Mais aussi, et cela n'en est que plus remarquable, été emporté dans les
cieux par des ailes blanches, ultimes, éthérées. D'autant plus haut que le sol
fut bas, lourd, noir.
Bien qu'entouré de bouses et de lourdeurs, de sabots et d'épaisseurs, je
suis monté jusqu'au sublime, porté par l'esprit véritable des lieux, faisant
abstraction des communes apparences, débarrassé des brumes de l'intelligence
strictement horizontale et des voiles de la pensée purement pragmatique.

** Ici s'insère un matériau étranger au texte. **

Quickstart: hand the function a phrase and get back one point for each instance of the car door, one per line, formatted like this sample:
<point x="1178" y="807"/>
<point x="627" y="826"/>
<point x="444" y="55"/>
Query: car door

En effet, dans ce banal clocher de la Haute-Marne règne, en réalité, toute
la beauté du monde. La sobriété du paysage reflète l'essentiel de la Création :
c'est à travers la modestie des choses, l'aspérité du visible, l'humilité des moyens que
se manifeste le miracle du quotidien sans cesse renouvelé.
Un horizon fade, une terre obscure, un ciel opaque, des hommes aux fronts
ternes et quelques vaches beuglantes, une ambiance de marbre, des dimanches
comme des tombes, rien de plus motivant pour aller de l'avant ! Voilà bien une
incitation à progresser vers des espaces lumineux.
C'est même la porte ouverte à l'évasion. Une aventure pour l'âme, une
expédition vers un ailleurs subtil, un bonheur d'accès facile, la découverte de
nouvelles clartés, la merveilleuse expérience de la légèreté intérieure, la
vraie liberté des êtres détachés de l'écorce du réel.
Et à travers le prisme de mon regard d'esthète je vois les béotiens du
village semblables aux astres qui brillent dans une verdure sidérale, leurs bétails de cornus tels des pégases voltigeant dans un azur mythologique, les mares aux canards pareilles à des flaques de pureté où se mire le firmament.
Bref, face au poids de l'ordinaire, en guise de fuite vers la ville
illusoire, les mirages et vulgarités de ce siècle ou les pesanteurs matérielles,
il y a la course concrète vers le beau !
Le véritable trésor que j'ai trouvé à Clinchamp s'appelle LE RÊVE.